S&P publish a mid-cap index: the S&P400. It doesn't overlap the S&P500[1]. You have to have a generous definition of mid-cap to describe even the smallest S&P500 component as mid-cap. The 500th component has a market cap of ~$6B.

Regardless, they're all US stocks; the comment I was responding to claimed they were not.

[1]: https://www.spglobal.com/spdji/en/images/campaign/707133-us-...


LOL.

First the S&P 500 captures 80% of the entire US market, 80%! [0]

Second, 6B is well within the middle of the Mid-cap range for at least one common definition: "Mid-cap (or mid-capitalization) is the term that is used to designate companies with a market cap (capitalization)—or market value—between $2 and $10 billion. " [1]

Now some people might define mid-cap differently(and S&P tries to), but that doesn't change the math. If 80% of the US market is the S&P 500, then by definition some mid-cap has to be in there, or one has a very distorted view of what the middle means.

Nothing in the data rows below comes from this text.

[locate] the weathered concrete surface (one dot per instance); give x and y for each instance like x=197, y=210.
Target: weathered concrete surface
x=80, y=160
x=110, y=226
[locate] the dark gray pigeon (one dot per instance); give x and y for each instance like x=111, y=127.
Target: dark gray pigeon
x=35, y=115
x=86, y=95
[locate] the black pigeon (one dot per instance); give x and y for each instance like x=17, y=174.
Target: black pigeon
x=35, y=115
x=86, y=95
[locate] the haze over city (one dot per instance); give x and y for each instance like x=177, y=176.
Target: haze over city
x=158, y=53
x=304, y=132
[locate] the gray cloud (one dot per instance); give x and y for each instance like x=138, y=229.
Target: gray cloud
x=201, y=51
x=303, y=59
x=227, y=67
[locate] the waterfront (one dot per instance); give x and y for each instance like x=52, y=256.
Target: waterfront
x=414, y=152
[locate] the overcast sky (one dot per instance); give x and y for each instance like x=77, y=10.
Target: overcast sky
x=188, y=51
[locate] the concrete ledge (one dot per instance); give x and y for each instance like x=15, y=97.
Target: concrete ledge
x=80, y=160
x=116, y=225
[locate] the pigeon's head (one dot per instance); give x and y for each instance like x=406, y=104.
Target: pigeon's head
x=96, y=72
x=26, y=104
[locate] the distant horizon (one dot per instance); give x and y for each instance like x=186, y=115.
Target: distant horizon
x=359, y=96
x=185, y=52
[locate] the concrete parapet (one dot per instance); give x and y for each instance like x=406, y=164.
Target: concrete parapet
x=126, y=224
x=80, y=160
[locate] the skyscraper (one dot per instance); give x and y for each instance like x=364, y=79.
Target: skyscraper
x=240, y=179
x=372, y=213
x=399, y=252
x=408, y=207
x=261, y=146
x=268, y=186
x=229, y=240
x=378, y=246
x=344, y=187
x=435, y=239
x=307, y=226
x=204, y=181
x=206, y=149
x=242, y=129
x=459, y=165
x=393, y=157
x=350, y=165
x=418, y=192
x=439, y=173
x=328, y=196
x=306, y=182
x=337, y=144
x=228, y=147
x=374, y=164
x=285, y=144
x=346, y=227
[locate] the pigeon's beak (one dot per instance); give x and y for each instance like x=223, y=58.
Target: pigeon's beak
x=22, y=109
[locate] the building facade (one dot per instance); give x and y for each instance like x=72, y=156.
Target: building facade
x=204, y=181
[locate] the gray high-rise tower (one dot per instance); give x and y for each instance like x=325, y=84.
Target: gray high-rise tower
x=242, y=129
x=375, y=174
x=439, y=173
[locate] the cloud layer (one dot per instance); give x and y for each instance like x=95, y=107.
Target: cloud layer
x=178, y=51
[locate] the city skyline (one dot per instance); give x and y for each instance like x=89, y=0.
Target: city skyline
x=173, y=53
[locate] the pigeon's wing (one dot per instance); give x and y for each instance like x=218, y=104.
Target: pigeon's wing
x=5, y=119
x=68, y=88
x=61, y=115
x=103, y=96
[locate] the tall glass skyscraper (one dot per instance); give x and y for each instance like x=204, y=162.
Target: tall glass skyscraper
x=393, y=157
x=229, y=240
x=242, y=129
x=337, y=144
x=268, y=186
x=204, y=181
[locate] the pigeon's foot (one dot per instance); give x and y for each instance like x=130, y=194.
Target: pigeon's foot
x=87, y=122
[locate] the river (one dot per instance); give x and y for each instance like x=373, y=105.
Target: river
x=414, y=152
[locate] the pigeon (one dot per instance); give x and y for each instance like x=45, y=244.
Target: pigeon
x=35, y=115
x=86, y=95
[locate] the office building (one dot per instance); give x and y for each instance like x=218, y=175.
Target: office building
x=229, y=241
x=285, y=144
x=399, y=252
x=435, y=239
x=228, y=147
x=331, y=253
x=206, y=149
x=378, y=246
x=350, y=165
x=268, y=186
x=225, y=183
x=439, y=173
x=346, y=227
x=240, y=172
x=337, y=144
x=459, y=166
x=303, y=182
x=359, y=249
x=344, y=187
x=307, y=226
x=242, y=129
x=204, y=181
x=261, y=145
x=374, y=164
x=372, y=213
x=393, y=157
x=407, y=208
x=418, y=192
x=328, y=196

US public companies are giant these days. Of course there are mid-cap only indexes(and funds), that has nothing to do with the S&P 500 though.

As for all US stocks, it definitely depends on how one defines a US stock. S&P obviously has their definition, and it may or may not agree with your personal definition, but I generally agree that the S&P 500 is basically US companies.